Chenhao Tan, assistant professor of computer science and data science at the University of Chicago and affiliate of the Harris School of Public Policy, was one of six UChicago faculty to receive the prestigious Sloan Research Fellowship, awarded to early-career scholars with the potential to make substantial contributions to their fields.
Tan, who joined UChicago CS and the Data Science Institute in January 2021, studies human-centered artificial intelligence – AI systems that work with humans on important decision-making tasks in medicine, law, and other fields. His research in the Chicago Human+AI (CHAI) Lab blends data science, natural language processing, machine learning, human-computer interaction, and computational social science to develop and evaluate tools for human-AI collaboration.
“There are rich opportunities for AI to improve high-stakes decision making and bring positive benefits to billions of people,” Tan said. “However, it remains unclear how to best fit AI into the decision making process. The black-box nature of current AI models limits possible human-AI interaction and makes full automation highly undesirable, especially given the mounting evidence that AI may rely on spurious correlations and cause harm.”
As an alternative, Tan develops models around principles of data-driven insights and human-centered explanations. His past research has looked at social media data to determine how to construct more persuasive arguments and the likelihood of information going viral, and has explored what tasks humans are comfortable delegating to AI and how a “machine-in-the-loop” system can assist with writing tasks.
Last year, Tan received a Google Research Scholar award to study how natural language models, such as the headline-grabbing GPT-3 system, can be made more robust and harder to trick through making how they arrive at their outputs more transparent. He also organized a Human + AI conference at UChicago, convening prominent experts in this burgeoning field to think about the potential of this technology for society.
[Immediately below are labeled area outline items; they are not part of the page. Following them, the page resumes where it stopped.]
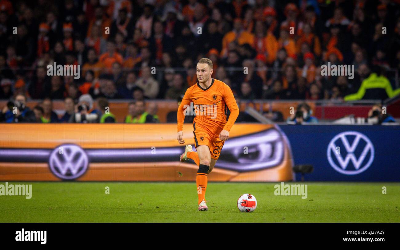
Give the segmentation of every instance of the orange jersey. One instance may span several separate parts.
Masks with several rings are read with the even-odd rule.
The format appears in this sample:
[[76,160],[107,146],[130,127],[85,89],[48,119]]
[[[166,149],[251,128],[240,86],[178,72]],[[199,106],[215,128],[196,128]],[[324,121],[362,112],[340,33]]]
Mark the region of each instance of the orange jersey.
[[[185,111],[188,107],[195,109],[193,121],[197,128],[210,135],[218,136],[222,129],[230,130],[239,115],[239,108],[230,88],[221,81],[212,78],[207,89],[198,82],[188,89],[178,111],[178,131],[182,130]],[[230,115],[226,121],[226,109]]]

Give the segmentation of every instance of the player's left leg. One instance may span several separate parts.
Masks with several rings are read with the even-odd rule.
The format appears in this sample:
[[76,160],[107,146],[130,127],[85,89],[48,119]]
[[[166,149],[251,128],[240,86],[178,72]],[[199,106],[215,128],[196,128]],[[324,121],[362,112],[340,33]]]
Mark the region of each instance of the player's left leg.
[[212,169],[214,168],[214,166],[215,166],[215,163],[216,162],[217,162],[216,160],[211,158],[211,161],[210,163],[210,169],[208,169],[208,172],[207,172],[207,175],[209,174],[210,172],[212,171]]
[[[205,141],[205,140],[204,140]],[[196,185],[198,196],[199,211],[207,211],[208,208],[206,204],[206,190],[208,182],[207,173],[210,169],[211,154],[207,145],[199,145],[196,148],[200,159],[199,169],[196,174]]]

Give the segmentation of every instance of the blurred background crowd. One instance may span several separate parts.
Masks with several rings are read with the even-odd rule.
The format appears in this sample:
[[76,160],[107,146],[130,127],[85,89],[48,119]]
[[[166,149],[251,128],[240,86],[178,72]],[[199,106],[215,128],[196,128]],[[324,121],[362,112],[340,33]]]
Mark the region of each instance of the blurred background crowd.
[[[176,101],[206,57],[238,99],[384,100],[399,93],[399,12],[394,0],[0,0],[0,99],[45,113],[64,100],[71,113],[89,97]],[[80,77],[48,75],[54,62]],[[354,65],[354,78],[322,75],[328,63]]]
Recently, he has investigated how to create more effective explanatory responses from AI by incorporating human goals, intuitions, and prior knowledge. A 2023 paper, with PhD students Han Liu and Chacha Chen, postdoctoral researcher Shi Feng, master’s student Yizhou Tian, and assistant professor Yuxin Chen, built a decision support system that leverages human perception of similarity to support its conclusions.
For instance, in recommending that a chest-xray should be diagnosed as pneumonia or not, it provides a similar-looking example – by human standards, not according to machine learning parameters – for user comparison. Their learned human-compatible representations enable laypeople to achieve an accuracy of almost 80% in pneumonia classification.
Additional work has examined whether customizing AI explanations to the prior knowledge base of users can help augment their decision-making process, instead of merely replicating it. Amidst the recent hype around GPT-3 and applications such as ChatGPT – and the attendant fears about computers replacing human work – Tan sees opportunities for creating more constructive AI assistants for workers in any field.
“I think a lot of AI work is about emulating what a human can do. My interest is more about extending what people can do,” Tan said. “AI can know what questions that people typically miss and help people ask that question to get the information that they need. On the flip side, AI can also help people process information. It’s useful to know what knowledge people already have, then we can tailor AI to best complement their existing knowledge and provide the most valuable information for each individual.”
Tan is the second UChicago CS faculty member to receive the Sloan Research Fellowship in two years. In 2022, assistant professor Pedro Lopes received the honor for his research on human-computer integration.